Number of People in Profession

31,860

Changing Employment (2008-2018)

Employment is projected to grow faster than average (increase 14 - 19%).

A large percent of geoscientists are employed in architectural, engineering, and related services with additional geoscientists employed by gas and oil extraction companies. State agencies and the Federal Government also employ geoscientists.

Employment for geoscientists is expected to grow faster than average. Graduates with master’s degree can expect to find excellent opportunities in their field. Employment demand will result from the need for energy, environmental protection, and water and land management.

Graduates with degrees in geoscience will have excellent opportunities in consulting firms and in the oil and gas industry. Retirement and those promoted to managerial positions will create new jobs as well.
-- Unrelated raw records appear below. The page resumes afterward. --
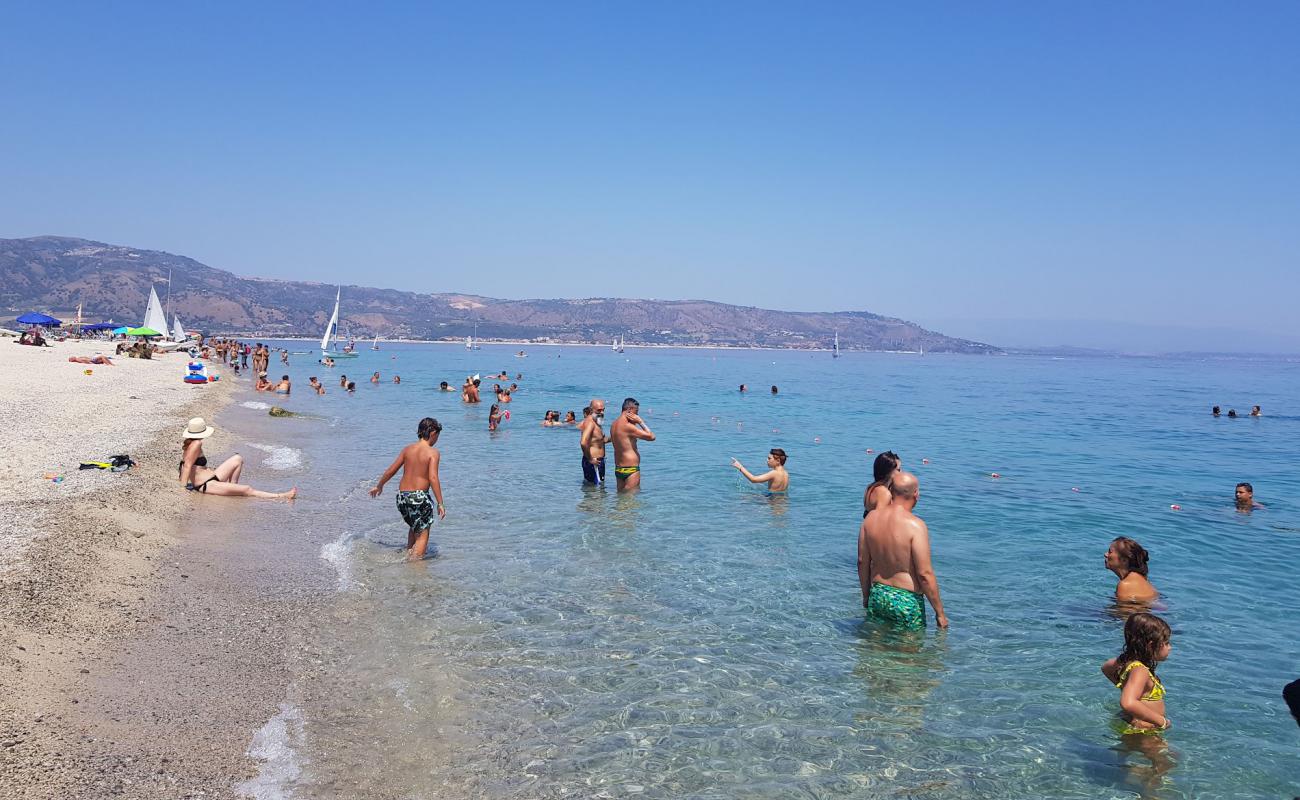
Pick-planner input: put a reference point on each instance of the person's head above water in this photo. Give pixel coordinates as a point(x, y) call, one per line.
point(905, 488)
point(1244, 494)
point(1145, 640)
point(885, 465)
point(428, 429)
point(1126, 556)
The recession will impact jobs of geoscientists because there are plenty of jobs when prices are high, but become scarce when prices fall.

Earnings and Salary for Geoscientists, Except Hydrologists and Geographers

Median annual wages of geoscientists are $81,220. The middle 50 percent earn between $56,280 and $117,040; the lowest 10 percent earn less than $43,140 and the highest 10 percent more than $161,260.

Annual Salary for Geoscientists, Except Hydrologists and Geographers

On average, Geoscientists, Except Hydrologists and Geographers earn $81,220 per year.

10% 25% 75% 90% $43,140/yr $56,280/yr $117,040/yr $161,260/yr

Hourly Wage for Geoscientists, Except Hydrologists and Geographers

On average, Geoscientists, Except Hydrologists and Geographers earn $39.05 per hour.